Are you a shivery type? Or maybe a heat freak? Or in other words, do you prefer warmer temperatures, and turn up the heating when it gets cold?

If so, then you could call yourself a koukleum [ˈkɑu̯kløːm], a Dutch word meaning a “person who is often/easily cold, person bothered by the cold a lot” [source], or a ‘shivery type’ [source]. It comes from kou (a low temperature situation) and kleumen (to be stiff with cold) [source].

Related words include:

  • koukleumen = to suffer in low temperatures
  • kleumen = to be stiff with cold
  • kleumer = a person who is prone to cold; a cold or untrustworthy person
  • kleumerig = stiffened from the cold

The German word Frostbeule has a similar meaning to koukleum, and also means frostbite or chilblain [source].

A koukleum might suffer from cryophobia (an abnormal fear of ice or frost; a morbid fear of freezing) [source], and might be a cryophobic, which is the nearest English word I can find.

The opposite of cryophobic is cryophilic, which usually refers to plants or animals and means “having an affinity for or thriving at low temperatures; able to thrive at low temperatures” [source].

According to this article, about 20% of people have a genetic mutation which makes them better able to resist cold temperatures and to live in cold climates.

I’m not a koukleum, and in fact prefer cooler temperatures.

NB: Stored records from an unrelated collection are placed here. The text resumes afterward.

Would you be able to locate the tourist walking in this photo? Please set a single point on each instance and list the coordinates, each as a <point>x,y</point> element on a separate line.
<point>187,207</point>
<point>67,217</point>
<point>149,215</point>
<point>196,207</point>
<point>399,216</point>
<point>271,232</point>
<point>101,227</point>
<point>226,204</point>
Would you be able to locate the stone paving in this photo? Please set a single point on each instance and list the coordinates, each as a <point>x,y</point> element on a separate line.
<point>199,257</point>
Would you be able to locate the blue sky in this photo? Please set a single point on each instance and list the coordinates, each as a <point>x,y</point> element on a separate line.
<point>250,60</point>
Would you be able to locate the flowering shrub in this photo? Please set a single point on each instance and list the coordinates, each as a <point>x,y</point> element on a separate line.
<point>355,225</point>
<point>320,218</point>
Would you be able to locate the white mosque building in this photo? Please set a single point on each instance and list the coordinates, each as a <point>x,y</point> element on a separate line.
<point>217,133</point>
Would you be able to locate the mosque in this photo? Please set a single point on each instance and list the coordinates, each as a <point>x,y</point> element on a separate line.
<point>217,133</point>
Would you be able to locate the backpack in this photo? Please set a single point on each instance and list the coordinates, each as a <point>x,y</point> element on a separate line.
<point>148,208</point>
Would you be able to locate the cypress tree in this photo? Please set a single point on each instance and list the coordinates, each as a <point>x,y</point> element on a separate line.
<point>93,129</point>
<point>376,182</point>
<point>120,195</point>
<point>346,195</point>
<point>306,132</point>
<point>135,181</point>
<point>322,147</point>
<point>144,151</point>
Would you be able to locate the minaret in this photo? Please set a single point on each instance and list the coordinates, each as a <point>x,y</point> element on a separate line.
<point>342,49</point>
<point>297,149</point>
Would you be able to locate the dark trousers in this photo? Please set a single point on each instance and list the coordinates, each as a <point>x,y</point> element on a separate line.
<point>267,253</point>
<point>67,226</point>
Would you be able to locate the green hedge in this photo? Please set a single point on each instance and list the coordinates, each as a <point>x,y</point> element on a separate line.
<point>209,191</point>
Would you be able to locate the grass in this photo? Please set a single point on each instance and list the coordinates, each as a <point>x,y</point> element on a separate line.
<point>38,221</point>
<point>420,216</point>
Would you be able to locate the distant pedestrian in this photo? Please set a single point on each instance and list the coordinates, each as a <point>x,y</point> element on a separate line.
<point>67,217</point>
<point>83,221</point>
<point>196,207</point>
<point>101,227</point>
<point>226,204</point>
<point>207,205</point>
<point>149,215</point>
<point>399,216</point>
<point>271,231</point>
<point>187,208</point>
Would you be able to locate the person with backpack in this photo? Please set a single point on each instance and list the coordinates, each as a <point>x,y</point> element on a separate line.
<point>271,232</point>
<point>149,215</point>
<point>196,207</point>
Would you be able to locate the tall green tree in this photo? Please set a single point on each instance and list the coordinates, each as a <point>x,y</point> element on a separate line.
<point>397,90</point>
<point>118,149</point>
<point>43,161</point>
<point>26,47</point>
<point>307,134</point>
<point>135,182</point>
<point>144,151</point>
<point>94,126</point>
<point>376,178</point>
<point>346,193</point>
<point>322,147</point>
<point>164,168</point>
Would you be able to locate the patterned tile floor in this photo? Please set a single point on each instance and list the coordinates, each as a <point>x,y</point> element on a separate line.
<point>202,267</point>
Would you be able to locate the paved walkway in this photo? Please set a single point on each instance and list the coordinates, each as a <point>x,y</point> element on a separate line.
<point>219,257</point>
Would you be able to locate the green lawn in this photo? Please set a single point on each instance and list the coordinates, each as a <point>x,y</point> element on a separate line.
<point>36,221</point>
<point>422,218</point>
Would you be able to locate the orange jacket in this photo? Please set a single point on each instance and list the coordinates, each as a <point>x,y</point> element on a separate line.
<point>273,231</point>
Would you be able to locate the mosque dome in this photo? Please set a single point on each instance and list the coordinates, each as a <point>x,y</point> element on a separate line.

I haven’t found a word for this preference in Dutch, English or other languages. How about you?

2 thoughts on “Shivery Types

  1. Well Simon, here’s a language challenge for you: What’s a person called who is overly sensitive to changes in temperature, but not necessarily hot or cold? Over the years, I have ended up spending most of my time indoors, and my preferred temperature is 72°F or 22.2°C. I am so familiar with this, that I can the difference when it’s half a degree lower, or 71.5°F (21.9°C).

    While being that sensitive is interesting, I don’t especially enjoy it. I am always fiddling with the thermostat trying to not be too hot or too cold. Sort of like looking for the “Goldilocks” of temperatures.

    I don’t think there’s a word for this.